El viernes por la tarde marca el inicio de 48 horas de libertad y, por qué no, cierto desenfreno que también afecta a la alimentación. El trabajo nos suele tener sujetos a una rutina que entretiene y el relax hace que nos olvidemos de las restricciones de la dieta.

El fin de semana está relacionado con actividades extraordinarias que a veces requieren ciertos premios gastronómicos. Aprovechamos las excursiones, por ejemplo, para tomar ese helado prohibido entre semana o para probar algunas delicias típicas del lugar que visitamos. A esto debemos añadir las reuniones con los amigos y alguna cena ineludible en la que nos presentarán platos sobrecargados de calorías. En tus manos está decir NO. Informa a tus amigos sobre tu dieta y pídeles que te ayuden a mantenerla. De esta manera podrán adaptar el menú de la cena a tus necesidades o incluir algún plato que se adecue a tu dieta. Si comes fuera ya sabes que en el menú encontrarás platos equilibrados, como ensaladas, carnes y pescados a la plancha. Sólo tienes que pedirlos.

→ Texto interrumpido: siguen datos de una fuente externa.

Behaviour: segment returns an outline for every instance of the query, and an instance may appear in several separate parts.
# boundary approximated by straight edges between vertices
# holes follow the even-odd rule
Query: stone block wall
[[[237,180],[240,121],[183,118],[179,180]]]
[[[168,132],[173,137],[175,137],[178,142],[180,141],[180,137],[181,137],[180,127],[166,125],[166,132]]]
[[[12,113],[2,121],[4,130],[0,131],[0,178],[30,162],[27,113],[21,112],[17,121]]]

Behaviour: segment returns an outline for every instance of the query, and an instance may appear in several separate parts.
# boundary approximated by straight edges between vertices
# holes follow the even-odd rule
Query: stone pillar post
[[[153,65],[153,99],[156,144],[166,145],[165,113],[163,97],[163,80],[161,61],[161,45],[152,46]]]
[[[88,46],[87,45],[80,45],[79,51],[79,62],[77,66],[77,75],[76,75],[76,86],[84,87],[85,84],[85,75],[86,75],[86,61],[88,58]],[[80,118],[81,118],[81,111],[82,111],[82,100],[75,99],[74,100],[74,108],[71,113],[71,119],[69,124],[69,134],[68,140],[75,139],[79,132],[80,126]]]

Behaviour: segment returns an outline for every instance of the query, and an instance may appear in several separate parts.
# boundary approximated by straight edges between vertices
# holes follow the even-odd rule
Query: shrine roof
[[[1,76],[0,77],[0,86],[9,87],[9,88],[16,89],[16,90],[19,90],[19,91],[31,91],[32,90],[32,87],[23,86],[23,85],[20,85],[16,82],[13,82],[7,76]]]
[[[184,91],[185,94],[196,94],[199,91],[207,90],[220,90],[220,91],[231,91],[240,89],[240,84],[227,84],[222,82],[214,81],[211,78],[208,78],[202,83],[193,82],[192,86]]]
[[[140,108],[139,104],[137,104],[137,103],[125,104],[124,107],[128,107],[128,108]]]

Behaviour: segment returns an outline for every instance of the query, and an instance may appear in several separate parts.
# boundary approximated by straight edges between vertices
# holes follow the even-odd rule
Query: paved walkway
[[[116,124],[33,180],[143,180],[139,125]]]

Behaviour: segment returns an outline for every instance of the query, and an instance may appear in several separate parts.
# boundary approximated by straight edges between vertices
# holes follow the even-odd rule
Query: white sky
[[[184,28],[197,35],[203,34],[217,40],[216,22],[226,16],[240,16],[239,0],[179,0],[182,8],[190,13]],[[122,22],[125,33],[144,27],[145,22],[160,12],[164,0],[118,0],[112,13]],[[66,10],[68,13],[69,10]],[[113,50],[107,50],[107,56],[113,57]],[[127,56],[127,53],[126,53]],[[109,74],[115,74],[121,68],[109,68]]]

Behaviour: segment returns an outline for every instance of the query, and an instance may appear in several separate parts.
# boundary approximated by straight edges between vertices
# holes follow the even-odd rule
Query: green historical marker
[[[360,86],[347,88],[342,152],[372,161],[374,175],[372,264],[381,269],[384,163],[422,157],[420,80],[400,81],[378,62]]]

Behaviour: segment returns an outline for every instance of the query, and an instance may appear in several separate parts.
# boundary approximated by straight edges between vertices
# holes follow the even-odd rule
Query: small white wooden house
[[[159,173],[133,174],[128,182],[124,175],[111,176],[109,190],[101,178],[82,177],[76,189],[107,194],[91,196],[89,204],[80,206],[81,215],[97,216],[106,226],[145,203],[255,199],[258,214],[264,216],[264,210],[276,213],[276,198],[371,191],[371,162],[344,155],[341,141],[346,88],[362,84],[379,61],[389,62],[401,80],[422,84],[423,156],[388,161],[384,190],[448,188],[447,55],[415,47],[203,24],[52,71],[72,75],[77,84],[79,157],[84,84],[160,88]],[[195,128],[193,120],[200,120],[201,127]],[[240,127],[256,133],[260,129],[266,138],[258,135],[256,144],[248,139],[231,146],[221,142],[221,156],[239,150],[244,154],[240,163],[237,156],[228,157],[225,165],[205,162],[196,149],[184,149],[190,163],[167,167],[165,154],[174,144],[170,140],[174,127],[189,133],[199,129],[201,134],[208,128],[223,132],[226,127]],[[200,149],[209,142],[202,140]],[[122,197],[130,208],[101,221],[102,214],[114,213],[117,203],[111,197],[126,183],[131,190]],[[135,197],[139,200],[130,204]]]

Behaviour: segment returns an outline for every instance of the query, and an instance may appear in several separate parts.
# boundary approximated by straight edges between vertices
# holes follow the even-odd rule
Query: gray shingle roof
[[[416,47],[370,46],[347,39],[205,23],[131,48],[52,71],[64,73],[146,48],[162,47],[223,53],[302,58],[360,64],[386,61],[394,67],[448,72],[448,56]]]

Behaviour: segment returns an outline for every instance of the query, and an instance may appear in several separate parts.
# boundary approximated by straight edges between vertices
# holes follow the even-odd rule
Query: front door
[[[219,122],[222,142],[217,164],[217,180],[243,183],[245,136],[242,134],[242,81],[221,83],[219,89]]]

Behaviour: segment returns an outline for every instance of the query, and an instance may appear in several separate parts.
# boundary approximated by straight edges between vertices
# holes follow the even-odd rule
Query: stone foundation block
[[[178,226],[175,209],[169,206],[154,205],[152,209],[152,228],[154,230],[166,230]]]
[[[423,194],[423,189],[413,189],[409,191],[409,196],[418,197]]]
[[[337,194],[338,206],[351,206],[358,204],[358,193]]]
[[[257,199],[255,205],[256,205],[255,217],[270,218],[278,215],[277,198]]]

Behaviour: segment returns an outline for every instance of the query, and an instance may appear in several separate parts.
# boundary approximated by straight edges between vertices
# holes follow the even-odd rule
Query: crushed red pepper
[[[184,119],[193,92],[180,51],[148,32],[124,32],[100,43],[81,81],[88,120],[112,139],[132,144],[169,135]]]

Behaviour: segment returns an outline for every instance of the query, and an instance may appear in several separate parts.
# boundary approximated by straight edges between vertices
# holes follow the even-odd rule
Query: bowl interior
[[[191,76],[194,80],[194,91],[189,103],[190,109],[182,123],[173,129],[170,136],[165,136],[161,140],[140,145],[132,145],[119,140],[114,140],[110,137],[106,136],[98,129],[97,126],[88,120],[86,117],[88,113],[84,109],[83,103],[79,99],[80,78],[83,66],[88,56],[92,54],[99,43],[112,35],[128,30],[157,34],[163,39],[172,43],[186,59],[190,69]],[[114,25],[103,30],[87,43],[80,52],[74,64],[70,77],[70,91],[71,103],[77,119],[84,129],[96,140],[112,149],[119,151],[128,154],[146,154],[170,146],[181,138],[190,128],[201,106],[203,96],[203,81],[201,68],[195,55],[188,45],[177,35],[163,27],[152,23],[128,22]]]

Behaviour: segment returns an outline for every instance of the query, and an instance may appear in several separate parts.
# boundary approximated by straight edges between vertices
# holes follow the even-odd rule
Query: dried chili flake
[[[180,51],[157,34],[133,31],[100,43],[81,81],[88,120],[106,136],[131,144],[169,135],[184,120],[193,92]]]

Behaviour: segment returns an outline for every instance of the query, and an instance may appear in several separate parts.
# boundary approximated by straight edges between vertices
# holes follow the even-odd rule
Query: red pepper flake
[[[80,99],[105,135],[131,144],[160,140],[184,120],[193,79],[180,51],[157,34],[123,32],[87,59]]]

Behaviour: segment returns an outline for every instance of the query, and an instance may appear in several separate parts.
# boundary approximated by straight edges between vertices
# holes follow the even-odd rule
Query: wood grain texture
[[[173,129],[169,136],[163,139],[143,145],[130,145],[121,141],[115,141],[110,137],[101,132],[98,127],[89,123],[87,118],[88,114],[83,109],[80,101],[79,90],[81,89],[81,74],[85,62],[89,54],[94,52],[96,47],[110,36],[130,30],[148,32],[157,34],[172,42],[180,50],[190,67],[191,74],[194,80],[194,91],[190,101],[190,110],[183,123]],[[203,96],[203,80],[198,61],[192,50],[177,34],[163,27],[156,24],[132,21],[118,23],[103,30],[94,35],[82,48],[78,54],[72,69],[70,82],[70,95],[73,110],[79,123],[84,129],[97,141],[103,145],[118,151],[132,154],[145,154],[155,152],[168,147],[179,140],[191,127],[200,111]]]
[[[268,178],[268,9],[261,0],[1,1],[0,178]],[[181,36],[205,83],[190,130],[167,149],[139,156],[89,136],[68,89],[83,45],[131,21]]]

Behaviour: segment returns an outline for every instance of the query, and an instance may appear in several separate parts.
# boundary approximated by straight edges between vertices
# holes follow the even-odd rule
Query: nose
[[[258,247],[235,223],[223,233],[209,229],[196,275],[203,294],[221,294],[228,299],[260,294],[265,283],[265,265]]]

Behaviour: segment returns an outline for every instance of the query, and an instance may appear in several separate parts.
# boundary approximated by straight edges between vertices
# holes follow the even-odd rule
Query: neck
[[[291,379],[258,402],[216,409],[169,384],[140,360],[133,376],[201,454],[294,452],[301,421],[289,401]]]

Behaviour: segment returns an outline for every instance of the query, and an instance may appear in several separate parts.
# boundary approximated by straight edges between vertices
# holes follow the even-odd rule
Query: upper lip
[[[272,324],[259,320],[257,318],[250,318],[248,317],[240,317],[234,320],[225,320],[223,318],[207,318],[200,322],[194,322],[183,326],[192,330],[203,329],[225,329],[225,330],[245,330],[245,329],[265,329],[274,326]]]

Comer fuera exige control y voluntad

Los restaurantes suelen ser una amenaza para la dieta. Una buena opción consiste en pedir dos primeros, que generalmente se corresponden con los grupos nutricionales básicos de la pirámide de la alimentación (hidratos de carbono y verduras). Evitar el postre en estas comidas también ayuda a no ganar peso innecesario, así como sí cenas pedir algo ligero (ensaladas, huevos, todo tipo de vegetales). Siempre debes elegir los alimentos que más se aproximen a los platos que habrías comido si hubieras cocinado en casa. Naturalmente si puedes llévate la comida a la oficina, evitarás los restaurantes o la comida rápida. No olvides beber mucho agua. Come algo a media mañana y haz una pequeña merienda por la tarde, basados en fruta.

Recuerda: Una disminución de peso progresiva
 es mucho mejor que una rápida pérdida de peso.